Regulexa is a Python-based project designed to demonstrate and compare different regularization techniques used in machine learning: Ridge, Lasso, and Elastic-Net. Regularization helps to prevent overfitting and improves the generalization of models by adding a penalty term to the loss function. This project includes visualizations and performance comparisons for these techniques, making it a valuable resource for data science enthusiasts and machine learning practitioners.

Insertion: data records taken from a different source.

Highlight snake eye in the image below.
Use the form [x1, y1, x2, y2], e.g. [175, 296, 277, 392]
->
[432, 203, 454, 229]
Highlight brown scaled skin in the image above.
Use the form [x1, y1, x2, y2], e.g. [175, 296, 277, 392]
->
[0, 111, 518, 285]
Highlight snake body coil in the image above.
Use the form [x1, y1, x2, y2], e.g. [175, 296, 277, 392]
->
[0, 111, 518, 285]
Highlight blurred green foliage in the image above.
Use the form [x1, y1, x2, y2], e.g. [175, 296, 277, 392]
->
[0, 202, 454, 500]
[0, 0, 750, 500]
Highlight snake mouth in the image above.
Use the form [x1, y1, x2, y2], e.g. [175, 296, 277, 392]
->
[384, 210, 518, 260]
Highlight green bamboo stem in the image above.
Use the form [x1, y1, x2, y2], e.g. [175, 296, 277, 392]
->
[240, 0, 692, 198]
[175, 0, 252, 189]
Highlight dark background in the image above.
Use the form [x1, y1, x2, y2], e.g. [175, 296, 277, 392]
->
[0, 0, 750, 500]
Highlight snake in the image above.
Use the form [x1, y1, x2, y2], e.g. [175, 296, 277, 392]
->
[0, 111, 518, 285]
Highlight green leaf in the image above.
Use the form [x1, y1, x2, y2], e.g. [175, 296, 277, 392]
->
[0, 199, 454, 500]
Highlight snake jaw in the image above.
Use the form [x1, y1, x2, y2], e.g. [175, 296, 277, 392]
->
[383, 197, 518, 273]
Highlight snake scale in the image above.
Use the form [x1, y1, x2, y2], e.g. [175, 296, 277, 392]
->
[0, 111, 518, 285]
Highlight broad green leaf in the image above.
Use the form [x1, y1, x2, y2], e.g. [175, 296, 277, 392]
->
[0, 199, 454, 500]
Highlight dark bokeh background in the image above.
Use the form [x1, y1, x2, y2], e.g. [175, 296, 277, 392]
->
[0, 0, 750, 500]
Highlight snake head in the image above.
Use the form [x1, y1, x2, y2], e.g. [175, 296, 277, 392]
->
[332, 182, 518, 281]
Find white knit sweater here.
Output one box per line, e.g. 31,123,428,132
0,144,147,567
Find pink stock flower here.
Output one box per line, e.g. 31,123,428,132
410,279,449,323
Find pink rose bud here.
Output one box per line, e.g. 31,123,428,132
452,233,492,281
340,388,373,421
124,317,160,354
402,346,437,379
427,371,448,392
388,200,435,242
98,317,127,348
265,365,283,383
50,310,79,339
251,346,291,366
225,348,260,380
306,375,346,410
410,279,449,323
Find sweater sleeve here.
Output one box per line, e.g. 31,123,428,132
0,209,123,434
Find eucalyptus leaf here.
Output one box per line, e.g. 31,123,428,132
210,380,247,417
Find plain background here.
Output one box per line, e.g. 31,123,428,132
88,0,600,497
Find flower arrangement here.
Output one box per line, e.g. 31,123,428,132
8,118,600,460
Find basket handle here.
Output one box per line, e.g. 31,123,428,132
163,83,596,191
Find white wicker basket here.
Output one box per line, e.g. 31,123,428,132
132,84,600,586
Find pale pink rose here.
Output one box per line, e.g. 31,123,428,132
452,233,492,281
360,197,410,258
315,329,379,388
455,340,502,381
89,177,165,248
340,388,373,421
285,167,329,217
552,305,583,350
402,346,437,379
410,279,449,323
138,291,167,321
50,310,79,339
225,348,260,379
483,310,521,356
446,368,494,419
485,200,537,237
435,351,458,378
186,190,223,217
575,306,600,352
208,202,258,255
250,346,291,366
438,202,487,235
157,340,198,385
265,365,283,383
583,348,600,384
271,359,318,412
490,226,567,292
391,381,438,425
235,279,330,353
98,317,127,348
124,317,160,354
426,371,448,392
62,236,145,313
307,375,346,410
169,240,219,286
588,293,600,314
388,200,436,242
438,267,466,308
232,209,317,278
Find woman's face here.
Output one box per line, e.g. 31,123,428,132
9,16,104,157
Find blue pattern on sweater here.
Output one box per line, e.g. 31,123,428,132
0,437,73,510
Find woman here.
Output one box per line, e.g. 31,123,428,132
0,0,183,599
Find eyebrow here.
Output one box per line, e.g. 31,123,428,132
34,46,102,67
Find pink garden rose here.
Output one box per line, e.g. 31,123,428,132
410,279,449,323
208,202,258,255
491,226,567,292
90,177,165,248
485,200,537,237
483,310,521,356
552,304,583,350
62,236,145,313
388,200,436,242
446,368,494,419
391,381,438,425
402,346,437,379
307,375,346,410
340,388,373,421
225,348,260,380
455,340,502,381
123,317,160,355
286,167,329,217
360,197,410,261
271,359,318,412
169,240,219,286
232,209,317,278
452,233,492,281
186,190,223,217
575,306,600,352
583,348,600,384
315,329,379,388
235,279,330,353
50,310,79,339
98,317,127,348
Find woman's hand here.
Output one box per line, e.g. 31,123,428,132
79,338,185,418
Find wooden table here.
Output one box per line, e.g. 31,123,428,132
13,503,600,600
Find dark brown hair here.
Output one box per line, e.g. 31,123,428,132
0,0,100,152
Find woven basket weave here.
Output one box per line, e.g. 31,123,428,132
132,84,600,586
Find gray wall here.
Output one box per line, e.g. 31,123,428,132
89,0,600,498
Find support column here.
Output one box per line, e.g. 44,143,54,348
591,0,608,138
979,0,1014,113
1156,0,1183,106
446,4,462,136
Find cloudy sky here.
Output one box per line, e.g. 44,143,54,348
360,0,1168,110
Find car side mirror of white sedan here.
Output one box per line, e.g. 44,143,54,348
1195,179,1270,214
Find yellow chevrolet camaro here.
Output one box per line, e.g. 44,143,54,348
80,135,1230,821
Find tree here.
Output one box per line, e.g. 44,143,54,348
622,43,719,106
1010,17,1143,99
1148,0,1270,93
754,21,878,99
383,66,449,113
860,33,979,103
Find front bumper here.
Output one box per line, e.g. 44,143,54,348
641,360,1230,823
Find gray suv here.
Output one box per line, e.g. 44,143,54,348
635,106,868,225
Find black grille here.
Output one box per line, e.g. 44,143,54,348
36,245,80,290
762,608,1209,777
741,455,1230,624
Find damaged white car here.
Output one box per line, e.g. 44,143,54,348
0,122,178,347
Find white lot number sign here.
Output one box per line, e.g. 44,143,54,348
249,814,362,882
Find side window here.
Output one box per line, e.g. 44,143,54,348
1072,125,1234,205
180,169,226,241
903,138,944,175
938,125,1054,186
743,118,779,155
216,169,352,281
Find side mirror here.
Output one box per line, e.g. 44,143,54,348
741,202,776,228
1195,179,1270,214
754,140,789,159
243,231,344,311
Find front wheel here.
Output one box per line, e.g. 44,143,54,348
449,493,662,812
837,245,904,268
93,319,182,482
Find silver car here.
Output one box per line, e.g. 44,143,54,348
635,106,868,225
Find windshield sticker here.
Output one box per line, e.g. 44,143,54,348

## Regularization Techniques

1. Ridge Regression
- Ridge regression adds a penalty equal to the square of the magnitude of coefficients. It helps to reduce model complexity and multicollinearity.
- Penalty: α * ||w||₂² (L2 norm)
- Shrinks coefficients towards zero but never sets them exactly to zero.

2. Lasso Regression
- Lasso regression adds a penalty equal to the absolute value of the coefficients. It performs both variable selection and regularization.
- Penalty: α * ||w||₁ (L1 norm)
- Can shrink some coefficients to exactly zero, effectively performing feature selection.

3. Elastic-Net Regression
- Elastic-Net combines both Ridge and Lasso penalties.
- Penalty: α * [(1 - λ) ||w||₂² + λ ||w||₁]
- Suitable for datasets with correlated features and when feature selection is required.

## Features

- Synthetic Data: Generates synthetic datasets for demonstration purposes.

- Visualizations: Plots showing how regularization affects coefficients and model performance.

- Comparisons: Side-by-side comparison of Ridge, Lasso, and Elastic-Net.

- Metrics: Evaluation using metrics like Mean Squared Error (MSE) and R².

## Tech Used

- Jupyter Notebook: For interactive coding and visualizations.

- scikit-learn (sklearn): For implementing regularization techniques and machine learning models.

- Matplotlib: For creating visualizations.

- NumPy: For numerical computations.

- Pandas: For data manipulation and analysis.